Ainsi l'affaire de "Château Chirac", dénichée par le Canard enchaîné en 1969 dans laquelle la Maison de Bity passa soudainement au statut de monument historique, un mois après son achat par nos tourtereaux, histoire de toucher de grasses subventions de réfection de la part des services du Ministère de la Culture. Les combines de la mairie de Paris et autres frais de bouches, les montants de voyages réglés en espèce aux frais de la princesses... On en oublie probablement des tonnes et de bien plus compromettantes.

Parce que dans cette prestigieuse famille adulée par les citoyens, la moralité républicaine est une notion élastique avec laquelle on se permet de transiger à condition qu'elle vous rapporte un peu...

Certaines personnes bien peu scrupuleuses - est ce la peine de donner des noms ? - qui se gargarisent de "servir la France", poncif d'entre les poncifs, se servent avec gourmandise de l'État pour servir leurs intérêts. C'est la maladie endémique de cette 5ème république, qui finira par emporter cette oligarchie au pouvoir depuis 50 ans dans des convulsions probablement douloureuses dont on perçoit chaque jour davantage les ravages exercés sur un peuple de plus en plus informé, lucide, en souffrance sociale et scandalisé par ces privilèges dignes des années 1788.

Revenons à nos brebis.

Nos pauvres  "grand-parents du peuple", à l'aube de leurs longues vie de labeur se sont vus offrir par un homme d'État libanais, le fils de Rafic Hariri  le gîte depuis la sortie de Monsieur Jacques Chirac de l'Élysée en 2007. 
Probablement à court d'argent, ces derniers ont accepté d'emménager ce modeste appartement du quai Voltaire situé le long de la Seine... 

Ce devait être provisoire : ils y vivent encore. 4 ans plus tard.. Aux frais d'un milliardaire, membre d'un gouvernement étranger.

Et personne ne trouve rien à redire  : ce couple de sympathiques vieillards cupides éveille la sympathie parce qu'ils sont simplement au crépuscule de leur existence.

À tous ces pingres, rapiats, près de leurs sous, avares, profiteurs, grigous, le peuple pardonne  les frasques.

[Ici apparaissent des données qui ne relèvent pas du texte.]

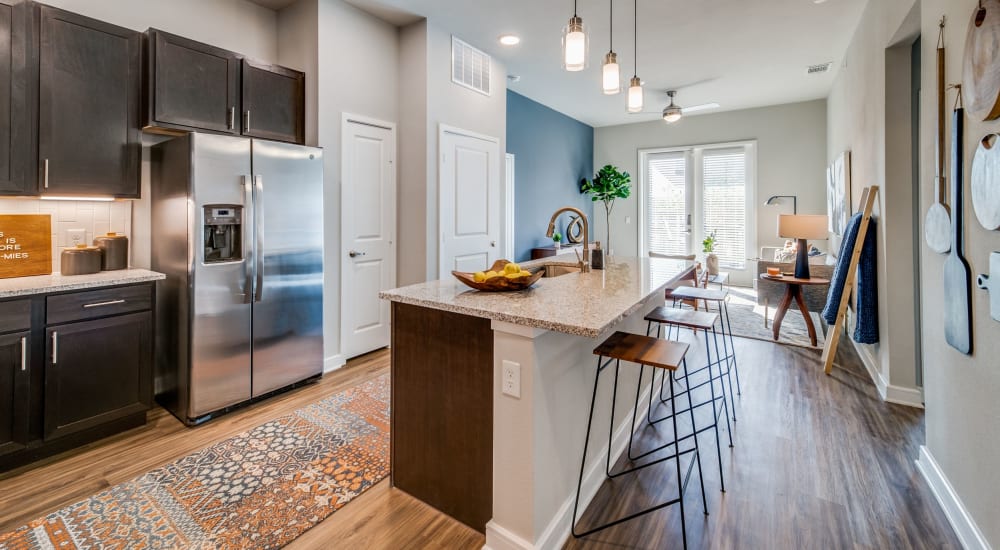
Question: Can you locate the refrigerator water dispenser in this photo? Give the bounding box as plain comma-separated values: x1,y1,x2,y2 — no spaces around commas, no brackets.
204,204,243,264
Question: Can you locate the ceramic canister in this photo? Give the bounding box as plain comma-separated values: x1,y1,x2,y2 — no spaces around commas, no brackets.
59,244,102,275
94,233,128,271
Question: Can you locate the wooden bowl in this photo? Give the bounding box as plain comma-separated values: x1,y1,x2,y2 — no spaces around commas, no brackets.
451,260,545,292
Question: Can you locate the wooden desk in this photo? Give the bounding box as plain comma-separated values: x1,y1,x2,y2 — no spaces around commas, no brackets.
760,273,830,347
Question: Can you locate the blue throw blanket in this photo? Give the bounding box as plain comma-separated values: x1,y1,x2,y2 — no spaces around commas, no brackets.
823,212,878,344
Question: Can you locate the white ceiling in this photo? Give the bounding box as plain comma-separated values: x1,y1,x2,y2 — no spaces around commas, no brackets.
284,0,866,126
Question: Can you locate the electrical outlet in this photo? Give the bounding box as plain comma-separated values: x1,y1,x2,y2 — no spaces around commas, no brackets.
66,229,87,246
502,359,521,399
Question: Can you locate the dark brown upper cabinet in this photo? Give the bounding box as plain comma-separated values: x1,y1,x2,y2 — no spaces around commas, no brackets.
0,0,35,195
243,59,306,143
146,29,240,135
36,6,142,198
143,29,305,143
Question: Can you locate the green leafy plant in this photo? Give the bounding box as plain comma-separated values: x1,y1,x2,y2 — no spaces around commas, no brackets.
580,164,632,250
701,231,717,254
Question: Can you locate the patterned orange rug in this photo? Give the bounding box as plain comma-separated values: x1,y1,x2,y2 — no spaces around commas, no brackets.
0,375,389,550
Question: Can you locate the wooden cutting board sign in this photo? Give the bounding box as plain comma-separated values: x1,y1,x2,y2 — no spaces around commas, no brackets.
0,214,52,279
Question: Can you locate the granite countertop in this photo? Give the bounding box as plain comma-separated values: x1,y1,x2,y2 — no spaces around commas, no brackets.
0,269,167,298
379,254,693,338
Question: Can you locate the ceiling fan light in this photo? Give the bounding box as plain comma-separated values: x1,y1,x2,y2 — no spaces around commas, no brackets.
628,76,642,113
603,52,622,95
562,15,590,72
663,105,684,124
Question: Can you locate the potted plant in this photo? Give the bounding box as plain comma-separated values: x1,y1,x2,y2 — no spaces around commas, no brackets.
701,231,719,276
580,164,632,256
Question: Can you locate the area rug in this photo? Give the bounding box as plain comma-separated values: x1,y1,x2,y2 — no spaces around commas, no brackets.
729,287,826,349
0,375,389,550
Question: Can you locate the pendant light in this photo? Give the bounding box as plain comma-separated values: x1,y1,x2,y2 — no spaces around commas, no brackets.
628,0,642,113
603,0,622,95
563,0,590,72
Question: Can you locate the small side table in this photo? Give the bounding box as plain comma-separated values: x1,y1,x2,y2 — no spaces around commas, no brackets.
760,273,830,347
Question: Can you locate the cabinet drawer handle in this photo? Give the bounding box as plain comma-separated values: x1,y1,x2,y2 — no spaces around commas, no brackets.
83,300,125,309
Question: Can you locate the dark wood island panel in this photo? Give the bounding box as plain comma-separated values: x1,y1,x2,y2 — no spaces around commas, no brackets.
392,302,493,532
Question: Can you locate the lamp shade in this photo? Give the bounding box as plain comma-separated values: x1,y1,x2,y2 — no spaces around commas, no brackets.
778,214,829,240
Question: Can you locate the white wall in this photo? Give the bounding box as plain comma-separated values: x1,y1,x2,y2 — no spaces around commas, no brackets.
277,0,399,369
827,0,916,405
398,20,507,285
592,100,827,257
919,0,1000,548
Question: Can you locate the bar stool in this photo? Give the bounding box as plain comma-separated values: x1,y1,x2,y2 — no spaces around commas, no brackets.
672,287,743,408
629,307,733,492
572,332,708,548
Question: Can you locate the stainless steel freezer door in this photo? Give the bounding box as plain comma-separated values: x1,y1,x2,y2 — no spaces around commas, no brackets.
253,140,323,397
189,134,253,418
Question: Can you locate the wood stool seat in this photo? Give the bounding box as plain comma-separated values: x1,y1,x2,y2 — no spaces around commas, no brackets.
594,332,689,371
644,306,719,330
671,286,729,302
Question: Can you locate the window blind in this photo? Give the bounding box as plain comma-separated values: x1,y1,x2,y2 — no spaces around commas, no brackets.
646,151,690,255
702,147,747,270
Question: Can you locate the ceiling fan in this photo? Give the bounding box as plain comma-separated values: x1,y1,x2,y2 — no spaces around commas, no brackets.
629,90,720,124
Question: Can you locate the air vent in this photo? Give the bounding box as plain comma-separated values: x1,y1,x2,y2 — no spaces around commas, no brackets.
451,36,492,95
806,61,833,74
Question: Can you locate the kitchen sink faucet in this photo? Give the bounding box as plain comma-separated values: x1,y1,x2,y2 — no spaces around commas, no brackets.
545,206,590,273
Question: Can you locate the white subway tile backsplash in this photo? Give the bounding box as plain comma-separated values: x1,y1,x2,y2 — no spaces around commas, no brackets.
0,198,132,272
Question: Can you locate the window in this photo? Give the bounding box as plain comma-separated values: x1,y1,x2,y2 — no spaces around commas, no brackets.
639,142,756,282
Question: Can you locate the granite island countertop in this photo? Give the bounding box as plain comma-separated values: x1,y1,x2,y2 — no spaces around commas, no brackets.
379,255,694,338
0,269,167,299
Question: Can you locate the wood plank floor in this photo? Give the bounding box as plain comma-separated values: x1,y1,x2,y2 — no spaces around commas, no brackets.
0,339,959,549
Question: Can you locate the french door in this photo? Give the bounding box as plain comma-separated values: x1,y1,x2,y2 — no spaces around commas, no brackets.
639,143,756,285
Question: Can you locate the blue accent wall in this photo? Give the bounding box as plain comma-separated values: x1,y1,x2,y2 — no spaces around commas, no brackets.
507,90,594,262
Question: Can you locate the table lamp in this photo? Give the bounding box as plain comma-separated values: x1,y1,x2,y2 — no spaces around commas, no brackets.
778,214,829,279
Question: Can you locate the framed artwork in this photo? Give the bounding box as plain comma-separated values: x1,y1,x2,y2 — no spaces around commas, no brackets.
826,151,851,237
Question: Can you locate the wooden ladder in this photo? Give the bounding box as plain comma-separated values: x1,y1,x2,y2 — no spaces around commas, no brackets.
823,185,878,374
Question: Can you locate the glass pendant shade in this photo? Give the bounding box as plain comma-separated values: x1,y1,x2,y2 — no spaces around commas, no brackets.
628,76,642,113
603,52,622,95
563,16,590,72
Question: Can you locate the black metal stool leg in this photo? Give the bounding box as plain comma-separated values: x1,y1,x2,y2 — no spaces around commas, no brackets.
723,302,743,395
669,372,688,548
705,327,736,448
681,358,708,516
570,356,603,537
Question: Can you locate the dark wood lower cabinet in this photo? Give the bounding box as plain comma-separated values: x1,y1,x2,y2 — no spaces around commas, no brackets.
0,283,154,472
0,331,31,455
45,311,152,440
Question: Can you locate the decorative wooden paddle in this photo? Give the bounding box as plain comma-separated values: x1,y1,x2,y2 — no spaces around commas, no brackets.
944,96,972,355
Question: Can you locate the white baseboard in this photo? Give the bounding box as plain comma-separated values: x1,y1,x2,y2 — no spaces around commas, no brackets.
483,520,534,550
323,353,347,374
483,384,652,550
846,340,924,409
916,445,990,550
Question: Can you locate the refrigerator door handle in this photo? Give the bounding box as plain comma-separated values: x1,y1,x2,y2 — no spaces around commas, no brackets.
243,175,257,304
253,175,264,302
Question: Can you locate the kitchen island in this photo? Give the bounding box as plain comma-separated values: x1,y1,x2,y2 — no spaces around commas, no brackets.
381,257,694,550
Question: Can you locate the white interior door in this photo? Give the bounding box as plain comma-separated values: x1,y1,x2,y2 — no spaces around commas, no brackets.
340,115,396,359
438,126,501,277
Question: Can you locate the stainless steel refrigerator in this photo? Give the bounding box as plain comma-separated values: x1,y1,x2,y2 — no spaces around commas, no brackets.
150,134,323,425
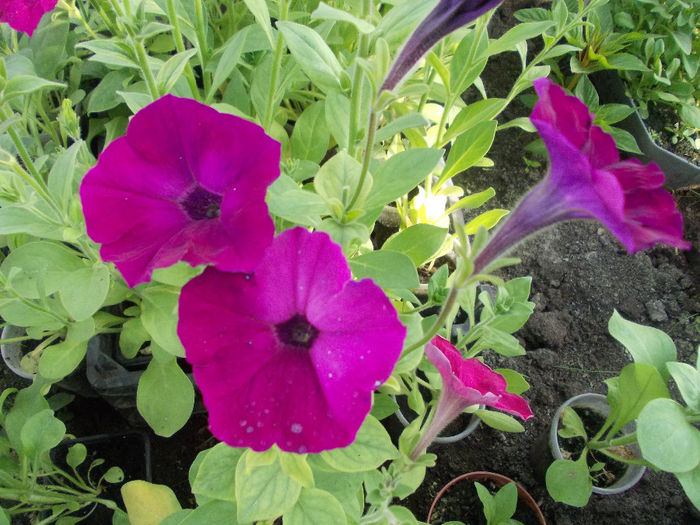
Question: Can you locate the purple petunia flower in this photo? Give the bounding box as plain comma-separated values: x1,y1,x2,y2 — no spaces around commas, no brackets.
411,336,533,459
178,227,406,453
379,0,503,92
80,95,280,286
474,78,690,273
0,0,58,36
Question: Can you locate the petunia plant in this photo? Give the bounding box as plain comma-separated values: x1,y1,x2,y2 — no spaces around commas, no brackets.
0,0,688,525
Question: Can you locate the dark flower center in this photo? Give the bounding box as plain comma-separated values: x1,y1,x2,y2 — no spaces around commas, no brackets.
277,314,318,348
180,185,221,221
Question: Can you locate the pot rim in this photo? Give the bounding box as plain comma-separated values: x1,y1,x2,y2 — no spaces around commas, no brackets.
549,392,647,495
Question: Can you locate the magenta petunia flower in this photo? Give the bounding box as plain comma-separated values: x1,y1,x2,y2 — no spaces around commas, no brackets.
474,78,690,273
379,0,503,92
80,95,280,286
178,227,406,453
411,336,533,459
0,0,58,36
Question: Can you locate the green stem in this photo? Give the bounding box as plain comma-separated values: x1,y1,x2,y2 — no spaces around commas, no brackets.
168,0,201,101
346,109,377,211
403,278,461,354
263,0,289,133
34,94,64,146
194,0,211,93
132,39,160,100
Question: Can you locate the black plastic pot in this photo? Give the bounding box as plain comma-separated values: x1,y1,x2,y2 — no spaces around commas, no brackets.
589,70,700,190
85,337,205,426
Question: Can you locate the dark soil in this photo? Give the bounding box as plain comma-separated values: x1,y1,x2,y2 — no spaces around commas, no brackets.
430,474,539,525
0,0,700,525
405,1,700,525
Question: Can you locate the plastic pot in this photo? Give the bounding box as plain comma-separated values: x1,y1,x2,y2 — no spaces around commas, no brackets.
590,70,700,190
425,471,547,525
548,393,646,494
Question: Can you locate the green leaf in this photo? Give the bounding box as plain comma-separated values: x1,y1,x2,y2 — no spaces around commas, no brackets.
210,27,250,95
557,407,588,440
87,69,134,113
156,48,197,93
486,20,554,56
436,120,498,187
119,317,151,359
159,500,238,525
382,224,447,267
374,113,430,144
48,142,84,211
443,98,506,143
319,416,399,470
192,443,245,501
279,451,314,493
20,409,66,461
136,359,194,437
325,91,350,150
493,368,530,396
39,318,95,380
0,241,83,299
637,399,700,473
545,459,593,507
365,148,443,210
608,310,676,380
607,53,649,71
314,151,372,213
309,466,365,523
464,208,510,235
59,262,110,321
75,39,140,69
282,488,347,525
121,480,182,525
140,285,185,357
474,409,525,432
66,443,87,468
676,466,700,510
348,250,419,289
236,453,301,523
292,100,331,164
608,363,671,436
277,22,343,93
267,174,328,227
311,2,378,33
2,75,66,102
666,361,700,413
0,206,63,241
318,218,369,255
102,467,124,483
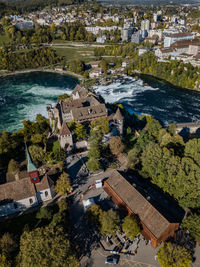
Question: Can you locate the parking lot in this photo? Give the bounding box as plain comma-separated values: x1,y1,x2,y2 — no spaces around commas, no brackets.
65,155,200,267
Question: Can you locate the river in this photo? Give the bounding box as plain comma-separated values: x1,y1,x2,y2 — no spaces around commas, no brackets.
0,72,78,131
0,72,200,131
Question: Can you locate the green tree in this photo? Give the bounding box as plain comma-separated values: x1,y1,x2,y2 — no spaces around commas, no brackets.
184,138,200,166
109,136,124,156
157,242,192,267
36,207,52,221
86,204,103,227
74,122,87,140
182,214,200,242
122,216,140,240
100,210,120,235
90,118,109,135
128,146,141,169
86,158,100,172
0,254,11,267
8,159,19,173
29,145,44,166
168,123,176,135
0,233,17,260
55,172,72,196
19,226,79,267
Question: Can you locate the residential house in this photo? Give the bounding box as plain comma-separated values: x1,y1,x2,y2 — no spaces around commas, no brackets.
104,170,184,248
0,149,55,216
89,68,103,79
164,32,194,47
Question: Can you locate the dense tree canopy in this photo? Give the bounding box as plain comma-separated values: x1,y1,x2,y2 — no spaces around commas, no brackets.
182,214,200,242
20,226,79,267
157,242,192,267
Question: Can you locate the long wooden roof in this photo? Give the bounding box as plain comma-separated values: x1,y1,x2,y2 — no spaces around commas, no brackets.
106,171,173,241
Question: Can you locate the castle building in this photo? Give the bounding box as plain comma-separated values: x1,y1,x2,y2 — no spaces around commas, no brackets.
59,122,73,149
47,85,108,130
0,148,55,217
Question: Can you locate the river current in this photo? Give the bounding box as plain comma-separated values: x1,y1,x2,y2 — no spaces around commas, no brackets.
0,72,200,131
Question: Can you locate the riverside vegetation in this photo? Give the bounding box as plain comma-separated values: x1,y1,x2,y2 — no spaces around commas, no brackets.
0,96,200,266
94,44,200,90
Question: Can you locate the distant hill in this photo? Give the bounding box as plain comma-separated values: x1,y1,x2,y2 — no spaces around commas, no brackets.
0,0,84,16
98,0,200,5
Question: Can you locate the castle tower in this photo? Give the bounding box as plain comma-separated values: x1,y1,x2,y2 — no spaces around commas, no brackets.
59,122,73,149
26,146,40,184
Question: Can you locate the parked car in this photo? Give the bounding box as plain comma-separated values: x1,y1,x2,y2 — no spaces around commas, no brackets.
110,246,119,254
105,255,119,264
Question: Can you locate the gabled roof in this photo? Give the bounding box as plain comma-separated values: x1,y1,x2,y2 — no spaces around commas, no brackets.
35,174,54,192
72,104,108,121
105,170,173,241
60,122,71,135
0,177,35,204
26,145,37,172
113,108,124,121
72,84,88,98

L'indignité, le manque de classe, la rapacité,  l'avidité, la course au profit, sont les valeurs suprêmes de cette médiocre république. Les modèles républicains d'intégrité de  Clémenceau, du Général de Gaulle, de Léon Blum, de Mendès-France a disparu de l'inconscient  collectif  de la France profonde. 

Et les Français, de pleurer comme des madeleines sur les valeurs perdues ! 

Pas étonnant, avec de tels dirigeants !

Désormais, les gouvernants peuvent tout se permettre avec une morgue inouïe, sans remords ni excuses ; des avions à 160 millions, des voyages gratuits, des cadeaux, des avantages en nature, des emplois cumulés, une professionnalisation démesurée de la fonction politique, les cumuls, l'interconnexion sordide entre les affaires et la politique.
Quelques protestations de la part de la Presse qui condescend mollement à en débattre et deux jours plus tard, on passe à l'affaire suivante ! 

Je crains, amis lecteurs, que le modèle républicain lancé par nos glorieux aînés soit mort et enterré depuis peu sans que nous nous en soyons jamais aperçu. 
Si par extraordinaire, nous nous réveillions, il faudra, un jour ou l'autre, faire payer les fossoyeurs.

Et pendant ce temps on condamne à tire larigot de pauvres gens qui volent de quoi se nourrir .



A après si la providence nous garde !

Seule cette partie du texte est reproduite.